# How to keep dog from digging into sofa?



## Harleysmom (Jan 26, 2005)

I really don't want to spray anything like Bitter Apple on the sofa.....any suggestion on to getting the dog to just stop it?


----------



## littlepeanut (Dec 5, 2004)

Hmm... I don't really have any suggestions, but when Peanut digs in the sofa it's because he dropped a treat or a chew bone between the cushions and can't get it out himself.

Maybe you could give Harley a chew toy when he's on the couch to keep him occupied?


----------



## Brinkley & Neyland's Mom (Jun 14, 2004)

Brinkley does this when he is trying to "bury" a greenie, pig ear, or treat bone.







When he starts this, I get a blanket down and put it on the floor and put him down there. Then he buries it in the blanket.


----------



## Tyler's Sis (Feb 27, 2005)

Thank you for posting this! Tyler always does it in the middle of my bed!


----------



## puppylucy (Jan 8, 2005)

lucy does that when she gets really hyper.. i think its cute







so i guess thats not much of a help. sorry.


----------



## k/c mom (Oct 9, 2004)

Kallie is a big digger.... just about every night she digs at the bed. Unfortunately she has dug on my leather chair and there are all sorts of nail marks on it.







Catcher is not much of a digger at all. 

When Kallie is doing it I just tell her to stop and give her a bone or something and she'll usually comply.


----------



## Brinkley & Neyland's Mom (Jun 14, 2004)

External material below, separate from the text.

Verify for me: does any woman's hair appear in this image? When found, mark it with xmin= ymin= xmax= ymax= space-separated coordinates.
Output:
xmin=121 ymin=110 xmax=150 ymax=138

Brinkley occcasionally digs to China on the bed at night...I didn't think about that one..we usually stop that by covering our faces and we play peek-a-boo.


----------



## puppylucy (Jan 8, 2005)

i've been meaning to say this for awhile.. brinkley reminds me sooo much of lucy's papa







i have a picture of him somewhere, i'll have to dig it up. it's crazy :new_Eyecrazy: i'd been trying to figure out what brink reminded me of.. and i was looking at puppy pics and was like DUH! PRINCE! lol wow. i'll stop now.


----------



## Brinkley & Neyland's Mom (Jun 14, 2004)

> _Originally posted by puppylucy_@Mar 31 2005, 10:07 PM
> *i've been meaning to say this for awhile.. brinkley reminds me sooo much of lucy's papa
> 
> 
> ...


[/QUOTE]


Awww..send a pic!!!


----------



## Malteze (Mar 31, 2005)

> _Originally posted by Kallie/Catcher's Mom_@Mar 31 2005, 09:42 PM
> *Kallie is a big digger.... just about every night she digs at the bed. Unfortunately she has dug on my leather chair and there are all sorts of nail marks on it.
> 
> 
> ...


[/QUOTE]

It was really quite simple we gave buddy his own sofa(well loveseat) it has a afgan blanket on it, that he makes into a nest.


----------